Diese Grundsätze sind vorliegend bei der lange nach Scheidung abgeschlossenen Vereinbarung nicht anwendbar, da die Ehe der Beteiligten bereits geschieden war und sich die ehelichen Lebensverhältnisse hier nicht mehr nach Vertragsabschluss ändern und dadurch Anlass zu einer Ausübungskontrolle geben konnten (vgl. BGH FamRZ 2020, 1347, juris Rn. 41). Vielmehr lag die Lebensführung der Antragstellerin allein in ihrer Verantwortung, insbesondere, ob sie die erhaltenen 30.000 € für ihre Altersvorsorge zurückbehält, zur Abzahlung ihrer Eigentumswohnung verwendet oder verbraucht sowie, ob die Antragstellerin nach Vertragsabschluss im Jahr 2010 durch eine Erwerbstätigkeit noch Einkünfte und Rentenanrechte erwirbt oder nicht.

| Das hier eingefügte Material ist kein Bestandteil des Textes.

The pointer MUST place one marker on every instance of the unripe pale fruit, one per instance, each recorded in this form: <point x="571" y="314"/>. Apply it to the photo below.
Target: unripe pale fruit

Dass die Antragstellerin heute Wohngeld bezieht und nach eigenem Vortrag verschuldet ist, begründet daher im Nachhinein keine einseitige unzumutbare Lastenverteilung für die Antragstellerin.

Andere Anhaltspunkte dafür, dass die Vereinbarung im Wege der Ausübungskontrolle nach § 242 BGB zu korrigieren wäre, wurden von der Antragstellerin nicht vorgetragen und sind auch sonst nicht ersichtlich.

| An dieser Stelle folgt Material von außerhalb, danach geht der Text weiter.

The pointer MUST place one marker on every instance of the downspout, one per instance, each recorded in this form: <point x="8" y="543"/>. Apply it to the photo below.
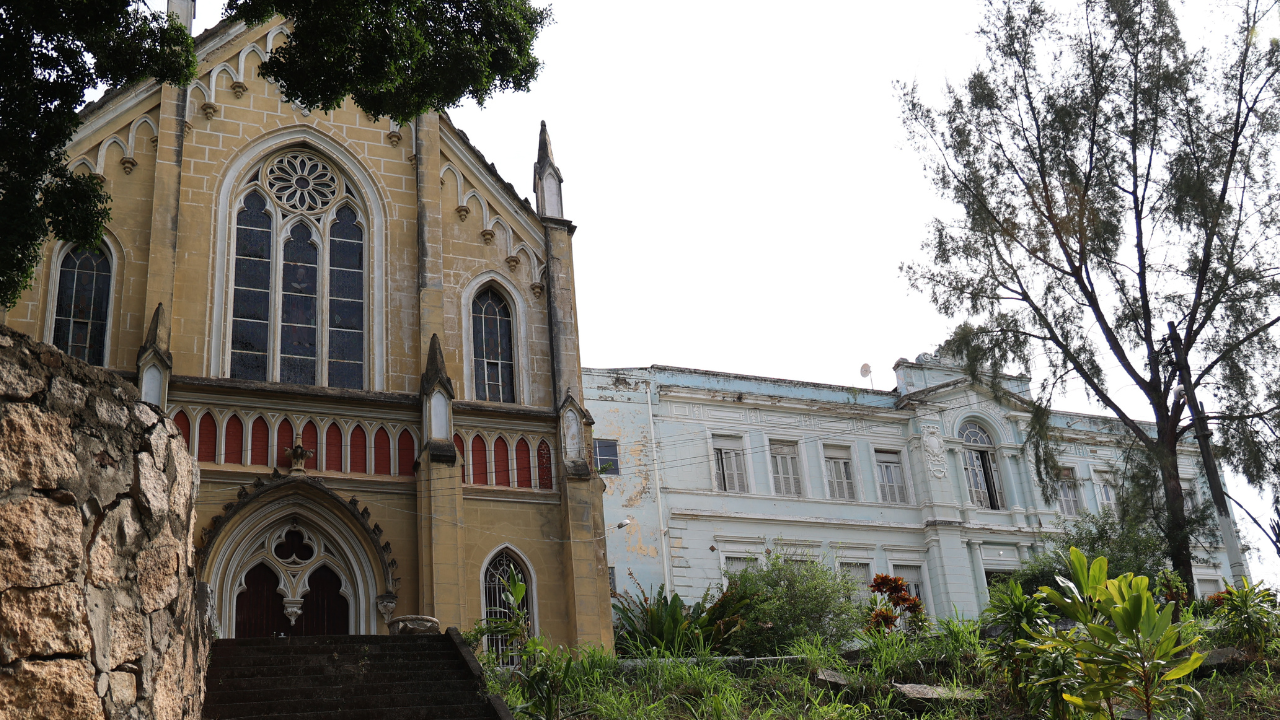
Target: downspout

(2) Auch die Rechtsprechung des Bundesgerichtshofes, wonach die Grundsätze der Störung der Geschäftsgrundlage (§ 313 BGB) auf Eheverträge Anwendung finden können, wenn und soweit die tatsächliche Gestaltung der ehelichen Lebensverhältnisse von der ursprünglichen, im Ehevertrag zugrunde gelegten Lebensplanung abweicht (vgl. BGH FamRZ 2020, 1347, juris Rn. 43; FamRZ 2018, 1415, juris Rn. 20 m.w.N.), erfasst den vorliegenden Fall nicht. Denn auch insoweit wäre der Anknüpfungspunkt, ob sich die Lebensverhältnisse der Ehegatten gegenüber der ursprünglichen Planung abweichend entwickelt haben, nicht erfüllt.

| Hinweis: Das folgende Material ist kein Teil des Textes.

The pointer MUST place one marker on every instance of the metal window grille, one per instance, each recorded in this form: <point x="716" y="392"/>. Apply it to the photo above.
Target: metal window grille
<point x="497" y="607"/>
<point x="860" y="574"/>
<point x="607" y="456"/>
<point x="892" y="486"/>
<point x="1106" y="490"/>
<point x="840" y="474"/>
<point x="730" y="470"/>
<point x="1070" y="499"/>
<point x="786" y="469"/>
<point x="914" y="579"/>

Anderweitige Gesichtspunkte, die für eine Störung der Geschäftsgrundlage sprechen könnten, sind weder vorgetragen noch ersichtlich.

c) Die Vereinbarung ist auch nicht durch die hilfsweise erklärte Anfechtung als von Anfang an nichtig anzusehen, § 142 Abs. 1 BGB.

aa) Die Antragstellerin hat mit Schreiben vom 24.08.2015 ihre Erklärung vom 14.02.2010 hilfsweise wegen Irrtums (§ 119 BGB) angefochten, soweit sie auch Ansprüche aus der 2. Säule betreffen sollte, den behaupteten Irrtum jedoch nicht nachgewiesen.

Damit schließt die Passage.